Use an obvious technical normalisation to start with (e.g. read depth, GC, plate effects), then progress to a more aggressive normalisation (i.e. inverse normalisation). When you get to interpretation, you may want to present things in the lighter, more intuitive normalisation space, even if the underlying statistics are more aggressive.
You’ll likely end up with three or four solid choices through this flow chart. Choose the one you like on the basis of first-round analysis (see below). Don’t get hung up on regrets! But if you don’t discover anything interesting, come back to this point and choose again. Taking a more paranoid approach, using two normalisation schemes through the analysis will give you a bit of extra security – strong results will not change too much on different “reasonable” normalisation approaches.

5. Is the Data good?

Do a number of ‘data is good’ analyses.

  • Can you replicate the overall gene-expression results? 
  • Is the SNP Tv/Ts rate good? 
  • Is the number of rare variants per sample as expected? 
  • Do you see the right combination of mitotic-to-nonmitotic cells in your images? 
  • Where does your dataset sit, when compared with other previously published datasets? 

These answers can guide you to the ‘right’ normalisation strategy – so flipping between normalisation procedures and these sorts of “validation” analyses helps make the choice of the normalisation.

6. Entering the discovery phase

‘Discovery’ is a good way to describe the next phase of the analysis, whether it’s differential-expression or time-course or GWAS. This is where one needs to have quite a bit more discipline in how to handle the statistics.

First, use a small (but not too small) subset of the data to test your pipelines (in Human, I am fond of the small, distinctly un-weird chromosome 20). If you can make a QQ plot, check the QQ plot looks good (ie, calibrated). Then, do the whole pipeline.

7. False-discovery check

Now you’re ready to apply your carefully thought-through ‘false discovery rate’ approach, ideally without fiddling around.

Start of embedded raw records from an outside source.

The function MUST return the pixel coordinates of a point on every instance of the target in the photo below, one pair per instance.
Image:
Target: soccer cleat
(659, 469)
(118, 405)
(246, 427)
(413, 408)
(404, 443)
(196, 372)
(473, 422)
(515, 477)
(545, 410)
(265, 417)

Hopefully your QQ plot looks good (calibrated with a kick at the end), and you can roll out false discovery control now. Aim to do this just once (and when that happens, be very proud). 

8. There is no spoon

At this point you will either have some statistically interesting findings above your false discovery rate threshold, or you won’t have anything above threshold. In neither case should you assume you are successful or unsuccessful. You are not there yet.

9. Interesting findings

You may have nominally interesting results, but don’t trust the first full analysis. Interesting results often enrich errors and artefacts earlier on in your process. Be paranoid about the underlying variant calls, imputation quality or sample issues.
Do a QQ plot (quantile-quantile plot of the P values, expected v. observed). Is the test is well calibrated (i.e. QQ plot starts on the expected == observed, with a kick at the end)? If you can’t do a straight-up QQ plot, carry out some close alternative so you can get a frequentist P value out. In my experience, a bad QQ plot is the easiest way to spot dodgy whole-genome statistics.
Spot-check that things make sense up to here. Take one or two results all the way through a ‘manual’ analysis. Plot the final results so you can eyeball outliers and interesting cases. Plot in both normalisation spaces (i.e. ‘light’ and aggressive/inverse).

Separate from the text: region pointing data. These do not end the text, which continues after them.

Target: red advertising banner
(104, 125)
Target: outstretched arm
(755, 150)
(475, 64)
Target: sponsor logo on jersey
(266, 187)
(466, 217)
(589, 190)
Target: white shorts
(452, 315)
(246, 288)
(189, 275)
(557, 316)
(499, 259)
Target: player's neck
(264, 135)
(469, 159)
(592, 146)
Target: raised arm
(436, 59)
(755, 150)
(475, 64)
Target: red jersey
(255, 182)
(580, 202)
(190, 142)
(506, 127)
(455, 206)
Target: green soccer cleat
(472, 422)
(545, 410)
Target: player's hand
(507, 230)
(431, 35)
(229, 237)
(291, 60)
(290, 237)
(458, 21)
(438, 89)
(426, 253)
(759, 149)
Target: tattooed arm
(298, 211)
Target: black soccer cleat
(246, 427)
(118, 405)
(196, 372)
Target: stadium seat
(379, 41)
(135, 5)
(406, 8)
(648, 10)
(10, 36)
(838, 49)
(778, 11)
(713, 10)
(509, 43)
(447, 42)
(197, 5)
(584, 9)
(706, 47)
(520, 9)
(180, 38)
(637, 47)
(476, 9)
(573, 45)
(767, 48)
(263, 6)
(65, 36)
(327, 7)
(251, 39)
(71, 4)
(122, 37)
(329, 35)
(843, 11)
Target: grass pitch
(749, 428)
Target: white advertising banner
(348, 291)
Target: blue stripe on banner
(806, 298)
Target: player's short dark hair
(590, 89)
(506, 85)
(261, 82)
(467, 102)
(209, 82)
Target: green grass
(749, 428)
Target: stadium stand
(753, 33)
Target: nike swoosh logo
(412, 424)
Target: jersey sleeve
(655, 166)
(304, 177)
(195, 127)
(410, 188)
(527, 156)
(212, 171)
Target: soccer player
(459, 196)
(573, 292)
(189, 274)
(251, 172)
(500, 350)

For genome-wide datasets, have an ‘old hand’ at genomes/imaging/proteomics eyeball either all results or a random subset on a browser. When weird things pop up (“oh, look, it’s always in a zinc finger!”), they might offer an alternative (and hopefully still interesting, though often not) explanation. Talk with colleagues who have done similar things, and listen to the war stories of nasty, subtle artefacts that mislead us all.

10. ‘Meh’ findings

If your results look uninteresting:

  • Double check that things have been set up right in your pipeline (you wouldn’t be the first to have a forehead-smacking moment at this point). 
  • Put dummy data that you know should be right into the discovery pipeline to test whether it works. 
  • Triple-check all the joining mechanisms (e.g. the genotype sample labels with the phenotype). 
  • Make sure incredibly stupid things have not happened – like the compute farm died silently, and with spite, making the data files look valid when they are in fact… not.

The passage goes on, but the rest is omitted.